Sur le recours en garantie de la société AXA FRANCE IARD
Ces mêmes parties seront condamnées in solidum à garantir l’assureur dommages-ouvrage de sa condamnation au titre de ce préjudice. Elles garantiront également l’assureur CNR de sa condamnation.
Sur le recours des autres constructeurs
Il y a lieu d’appliquer la répartition des responsabilités définie au titre du préjudice matériel dès lors que ce préjudice immatériel découle du préjudice matériel et ainsi de retenir :
— KILIC, garantie par la SMABTP : 50% ;
— GASJO : 30% ;
— 3 AM, garantie par MAF : 20%.
Les parties seront condamnées à se garantir entre elles des condamnations prononcées à leur encontre à proportion du partage de responsabilité ainsi fixé.
Sur les autres demandes des copropriétaires
Les époux [K]
Désordre (n°7) lié à la réduction de la surface de leur cave
Les demandeurs se plaignent de ce que la cave qui leur a été livrée n’est pas conforme aux plans de vente, des blocs de béton de ventilation entrainant une diminution de la surface de cette cave et l’impossibilité d’utiliser la totalité de la surface située à l’entrée de la cave.
L’expert a constaté la matérialité du désordre en expliquant que les ventilations figurent sur le plan marché mais sur le plan de vente et que cela résulte d’un oubli de l’architecte.
Il n’est pas établi que ce désordre entraine une impropriété à destination de l’ouvrage.
Il n’entre pas dans le champ de la garantie décennale posée par l’article 1792 du code civil.
La demande formée à l’encontre de la société AXA FRANCE IARD, assureur dommages ouvrage et assureur CNR sera rejetée.
En outre, ce désordre était manifestement apparent à livraison et pour les mêmes motifs que précédemment exposés (absence d’interruption du délai de forclusion postérieurement à l’ordonnance du juge des référés de 2010 jusqu’à l’assignation au fond en 2019), les époux [K] sont forclos en cette demande à l’encontre de la SCCV JEAN MOULIN 23 LES LILAS.
Désordre relatif à l’existence d’une fissure sous l’angle bas à droite de la fenêtre de la chambre ouest
Monsieur et Madame [K] exposent qu’une fissure serait réapparue au niveau de cette fenêtre. Ils réclament la somme de 401,28 euros TTC pour sa réparation.
La société AXA FRANCE IARD conteste tout caractère décennal à ce désordre qu’elle juge esthétique.

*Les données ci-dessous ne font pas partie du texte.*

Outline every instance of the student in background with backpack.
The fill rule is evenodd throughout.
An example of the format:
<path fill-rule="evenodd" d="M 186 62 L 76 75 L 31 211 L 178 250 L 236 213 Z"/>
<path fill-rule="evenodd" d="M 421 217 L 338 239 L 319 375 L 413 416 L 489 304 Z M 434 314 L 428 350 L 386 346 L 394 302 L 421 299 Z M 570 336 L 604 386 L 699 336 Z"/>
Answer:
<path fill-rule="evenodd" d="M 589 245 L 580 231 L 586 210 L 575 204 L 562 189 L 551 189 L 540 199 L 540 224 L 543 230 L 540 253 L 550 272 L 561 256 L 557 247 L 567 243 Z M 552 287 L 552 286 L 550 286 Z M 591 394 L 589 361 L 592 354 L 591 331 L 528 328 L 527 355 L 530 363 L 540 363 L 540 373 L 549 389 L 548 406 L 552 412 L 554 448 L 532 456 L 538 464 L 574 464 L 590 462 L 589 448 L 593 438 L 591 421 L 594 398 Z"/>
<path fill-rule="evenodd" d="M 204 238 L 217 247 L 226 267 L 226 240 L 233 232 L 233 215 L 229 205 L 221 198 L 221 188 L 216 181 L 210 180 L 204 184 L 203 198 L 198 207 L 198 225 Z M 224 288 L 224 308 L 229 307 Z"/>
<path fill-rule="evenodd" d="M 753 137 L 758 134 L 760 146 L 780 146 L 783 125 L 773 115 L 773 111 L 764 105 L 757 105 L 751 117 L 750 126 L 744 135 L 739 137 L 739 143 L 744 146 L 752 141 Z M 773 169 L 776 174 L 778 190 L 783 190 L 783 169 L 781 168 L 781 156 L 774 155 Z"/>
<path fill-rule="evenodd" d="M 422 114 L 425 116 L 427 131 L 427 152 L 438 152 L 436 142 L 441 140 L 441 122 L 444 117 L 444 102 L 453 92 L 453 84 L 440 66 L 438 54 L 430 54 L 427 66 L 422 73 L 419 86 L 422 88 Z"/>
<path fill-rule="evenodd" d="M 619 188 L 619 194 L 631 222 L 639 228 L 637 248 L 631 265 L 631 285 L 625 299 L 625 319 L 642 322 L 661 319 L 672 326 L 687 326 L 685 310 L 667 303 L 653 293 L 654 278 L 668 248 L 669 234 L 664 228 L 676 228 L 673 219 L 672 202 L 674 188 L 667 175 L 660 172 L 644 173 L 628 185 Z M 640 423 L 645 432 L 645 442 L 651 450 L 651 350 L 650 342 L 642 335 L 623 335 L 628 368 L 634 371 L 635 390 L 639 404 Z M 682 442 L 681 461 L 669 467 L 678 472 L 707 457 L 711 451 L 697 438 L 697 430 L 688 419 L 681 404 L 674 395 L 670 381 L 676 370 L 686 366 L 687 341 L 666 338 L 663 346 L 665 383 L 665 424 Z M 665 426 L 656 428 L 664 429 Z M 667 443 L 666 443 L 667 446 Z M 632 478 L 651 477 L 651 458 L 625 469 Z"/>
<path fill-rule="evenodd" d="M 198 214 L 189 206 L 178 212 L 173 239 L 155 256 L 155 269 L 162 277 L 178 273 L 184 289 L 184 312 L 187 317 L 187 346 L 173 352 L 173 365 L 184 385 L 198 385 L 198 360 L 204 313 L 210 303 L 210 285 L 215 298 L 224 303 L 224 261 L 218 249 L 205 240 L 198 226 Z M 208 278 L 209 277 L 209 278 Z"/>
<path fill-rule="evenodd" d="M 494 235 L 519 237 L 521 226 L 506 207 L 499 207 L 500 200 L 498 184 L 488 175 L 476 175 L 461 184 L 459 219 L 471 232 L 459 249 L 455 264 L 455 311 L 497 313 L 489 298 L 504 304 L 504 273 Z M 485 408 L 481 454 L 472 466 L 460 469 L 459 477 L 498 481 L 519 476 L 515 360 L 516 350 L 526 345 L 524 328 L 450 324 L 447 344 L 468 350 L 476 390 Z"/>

En effet, à défaut d’éléments caractérisant une impropriété à la destination de l’ouvrage ou une atteinte à sa solidité, le caractère décennal d’un tel désordre ne sera pas retenu.
Par ailleurs, aucun élément du dossier ne permet d’établir que ce désordre était apparent à la livraison ou dans le mois qui l’a suivie de sorte que la responsabilité de la SCCV JEAN MOULIN 23 LES LILAS ne peut pas non plus être engagée sur le fondement des articles 1642-1 et 1648 du code civil. Aucune faute de la SCCV JEAN MOULIN 23 LES LILAS en lien avec ce désordre n’est établi.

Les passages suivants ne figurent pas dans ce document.